Review for Measuring Service in Multi-Class Networks

Review 1

competence contribution presentation summary
0.6 (somewhat familiar with this area of research) 3 (3: Fair contribution) 1 (1: Requires major work) 2 (2: Weak Reject)

The paper addresses an important topic, viz., user verification of network QoS through non-invasive means. The study is focused on router level QoS mechanisms, and provides techniques for users to distinguish between different scheduling mechanisms (Priority, WFQ, EDF) and estimate the parameters of the service.

In my opinion, there seems to be a mismatch between the needs of QoS verification and the methodology adopted in the paper. My primary concern is that the presentation is poor and difficult to follow.

A. The authors fail to distinguish between QoS mechanisms (policing, buffer management, scheduling) at an individual network element, and the network characteristics of the service delivered by the provider to the customer. For instance, a provider may offer a "Gold service" with delay and loss assurances, and may use multiple mechanisms (EDF and priority queueing) within the network to deliver this service. In this network packets of a single class may not travel the same sequence of network nodes, and could become re-ordered. Does it even make sense to model, interpret or validate this NETWORK service using a ROUTER model? Stated in an other way, is there any hope of extending the authors' methodology to a muliple router scenario?

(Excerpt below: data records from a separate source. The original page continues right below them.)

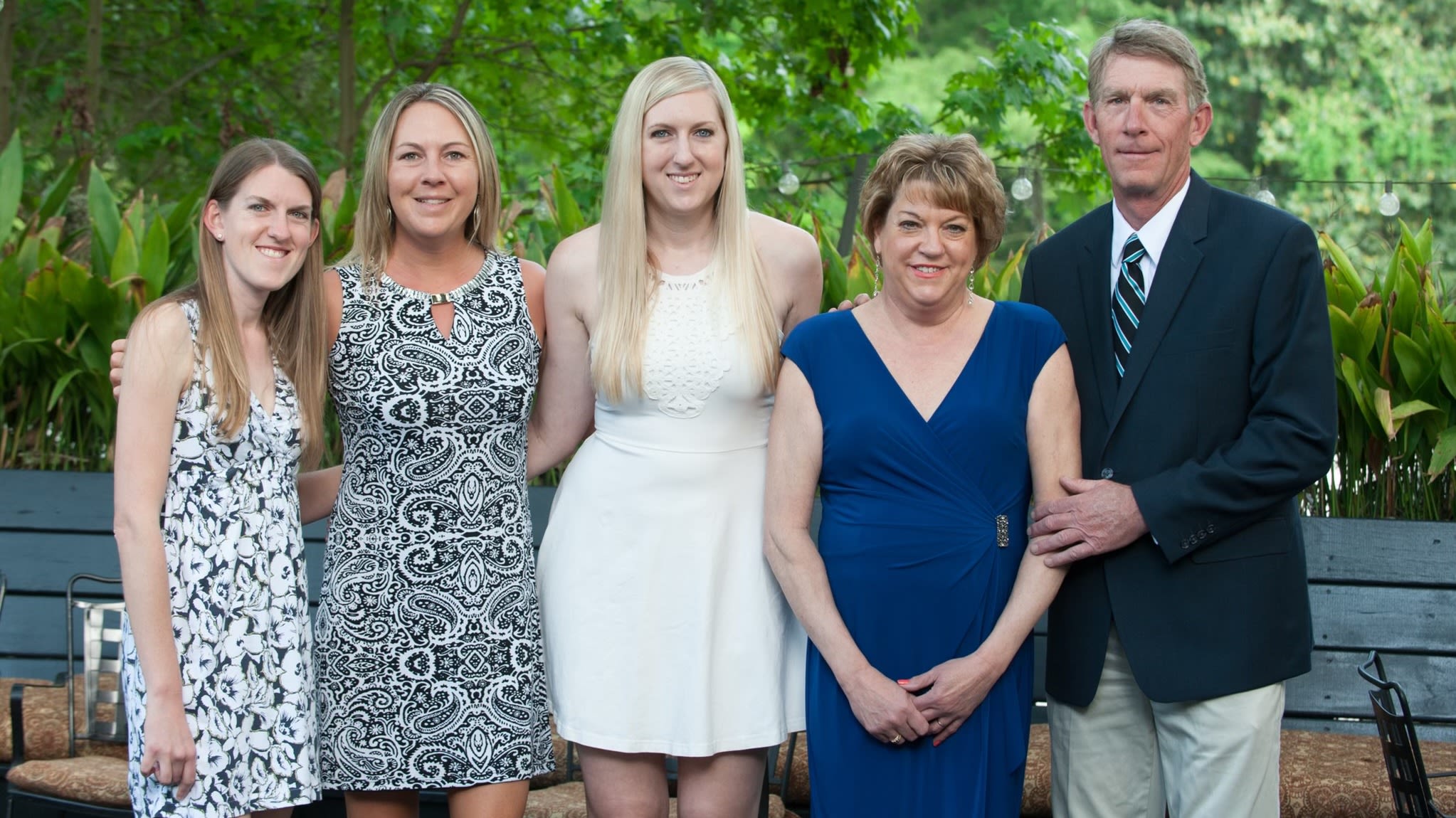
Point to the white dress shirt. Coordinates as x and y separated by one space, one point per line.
1154 236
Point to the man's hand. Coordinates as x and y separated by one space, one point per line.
1095 519
846 304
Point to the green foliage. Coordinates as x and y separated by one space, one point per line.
1396 360
58 318
1040 73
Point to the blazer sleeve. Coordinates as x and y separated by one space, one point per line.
1289 438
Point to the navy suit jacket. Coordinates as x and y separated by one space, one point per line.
1226 413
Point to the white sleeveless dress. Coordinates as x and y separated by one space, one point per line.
666 631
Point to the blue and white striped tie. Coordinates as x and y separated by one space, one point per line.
1127 302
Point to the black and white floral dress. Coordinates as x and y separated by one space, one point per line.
430 648
239 612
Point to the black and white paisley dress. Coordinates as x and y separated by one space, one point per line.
239 612
430 649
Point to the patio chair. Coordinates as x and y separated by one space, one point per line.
92 776
1410 782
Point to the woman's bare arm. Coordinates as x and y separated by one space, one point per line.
156 371
561 418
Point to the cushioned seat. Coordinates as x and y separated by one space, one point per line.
92 779
41 743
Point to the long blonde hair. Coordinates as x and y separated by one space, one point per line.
293 315
625 277
374 218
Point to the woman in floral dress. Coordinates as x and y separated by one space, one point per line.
223 398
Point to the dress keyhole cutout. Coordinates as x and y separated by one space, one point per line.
445 318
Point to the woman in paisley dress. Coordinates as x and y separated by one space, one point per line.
666 631
428 632
223 398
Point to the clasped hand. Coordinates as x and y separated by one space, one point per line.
948 694
171 754
1094 519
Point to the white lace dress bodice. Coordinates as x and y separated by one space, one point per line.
693 370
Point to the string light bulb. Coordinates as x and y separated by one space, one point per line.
1021 190
1265 196
1389 204
788 182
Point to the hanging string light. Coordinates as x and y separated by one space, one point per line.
1021 190
1389 204
1265 196
788 182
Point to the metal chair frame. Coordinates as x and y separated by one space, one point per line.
95 635
1410 782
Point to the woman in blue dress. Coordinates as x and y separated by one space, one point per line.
928 418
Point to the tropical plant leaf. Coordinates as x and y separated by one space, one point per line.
12 175
60 386
1442 453
154 257
105 223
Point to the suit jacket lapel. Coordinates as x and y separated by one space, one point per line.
1176 271
1095 272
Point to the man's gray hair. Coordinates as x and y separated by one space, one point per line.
1149 38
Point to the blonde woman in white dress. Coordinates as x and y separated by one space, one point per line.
666 632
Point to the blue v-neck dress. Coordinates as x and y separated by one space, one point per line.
924 528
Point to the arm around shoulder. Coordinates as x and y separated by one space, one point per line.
796 270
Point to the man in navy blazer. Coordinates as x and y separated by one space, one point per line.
1200 341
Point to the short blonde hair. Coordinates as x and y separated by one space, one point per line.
956 175
1149 38
374 223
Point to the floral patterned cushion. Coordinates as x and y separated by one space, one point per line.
47 722
90 779
1035 792
570 801
6 751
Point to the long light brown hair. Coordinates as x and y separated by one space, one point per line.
626 281
374 218
293 315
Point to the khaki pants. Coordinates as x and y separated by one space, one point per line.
1127 758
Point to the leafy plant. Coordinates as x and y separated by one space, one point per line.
58 315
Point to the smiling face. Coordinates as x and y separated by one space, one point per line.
434 176
683 153
265 230
925 250
1146 130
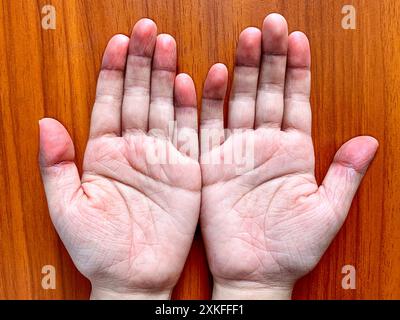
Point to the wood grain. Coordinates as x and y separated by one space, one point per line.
53 73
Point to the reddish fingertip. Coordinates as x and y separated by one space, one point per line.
299 55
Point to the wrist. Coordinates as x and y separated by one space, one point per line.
106 294
247 291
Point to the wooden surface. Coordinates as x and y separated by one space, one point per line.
356 90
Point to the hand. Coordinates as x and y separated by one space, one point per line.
267 228
129 222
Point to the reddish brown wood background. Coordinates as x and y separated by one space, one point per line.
356 90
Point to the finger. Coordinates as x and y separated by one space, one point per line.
59 173
106 114
269 105
212 109
297 114
161 114
345 173
186 116
244 87
135 108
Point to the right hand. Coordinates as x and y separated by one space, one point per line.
128 224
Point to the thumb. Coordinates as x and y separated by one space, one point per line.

B. The sampling or probing methodology is unclear. The authors mention the use of streams of packets with sequence numbers and timestamps. However, the experimental setup is not quite clear in terms of what are the raw data sampled and how the estimators are constructed. In particular, the statistical estimators used are sensitive to the fact that multiple classes be jointly backlogged at the time of sampling. How is this achieved? If there is unknown cross-traffic, how can we be sure about the backlogged status of the router?

C. The sensitivity of the estimation process to time scales is not adequately explored, especially as "all time scales are not guaranteed to infer the same scheduler" and hence "the final decision is made by using the majority rule over all time scales."

I would ask that the paper be rejected in its current form, with the recommendation that the authors work more on the justification for and presentation of the work.

Review 2

competence contribution presentation summary
0.6 (somewhat familiar with this area of research) 2 (2: Marginal contribution) 5 (5: Very good) 2 (2: Weak Reject)

This paper describes how to infer the service discipline used in a router, and after that infer service parameters for different classes, using a passive monitoring approach, and hypothesis testing techniques.

I have several concerns about the paper:

1. I can't think of practical use of the solution, especially given its relative complexity. For example, wouldn't a service provider document and tell its clients the kind of service that their routers provide, and

what performance properties users can expect?

2. The monitoring approach is only shown to work if the performance monitored is due to processing by a single router. In practice, performance can only be observed for an end-to-end path, with > 1 hops, and possibly heterogeneous service disciplines used in different hops. Will these techniques still work? If not, then paper's only addressing a toy problem.

3. The experimental results address simplified cases, e.g. only EDF vs SP vs WFQ for possible disciplines, and two WFQ rates for parameter discovery. They don't not convince that they will generalize to cases in which the possible candidate disciplines are more diverse (including other algorithms or even combination of algorithms), or when an WFQ is shared by flows with many different rates, and some of these rates are close to each other.

In summary, while I find such use of the estimation/hypothesis testing theory interesting, I'm skeptical about the need and practicality of the proposed solutions.

Review 3

competence contribution presentation summary
0.6 (somewhat familiar with this area of research) 3 (3: Fair contribution) 5 (5: Very good) 4 (4: Weak Accept)

The paper provides a statistical technique for inferring the type of scheduling used by a switch, and certain parameters of the inferred scheduler. The data for the inference is the empirical service envelopes of traffic through the router. A maximum likelihood estimator for a Gaussian parameterization of the envelopes is developed. The authors carry out some experimental evaluations.

This seems a reasonably interesting paper, applying rigorous statistical techniques to a networking problem.

Some comments:

1) Can the authors provide some more argument on how the results of their inference would be used in practice? What actions would end-points or applications take on the basis of the results.

2) What are the limitations of the Gaussian approach. Does this limit the applicability to inference on highly aggregated flows? It seems the approach should generalize without this assumption, although at the cost of some additional complexity.

3) What is the behavior of the inference if the actual discipline does not belong to one of the classes considered in the model? Can one use the maximizing likelihood in a statistical test of the hypothesis that the actual discipline is among the model class?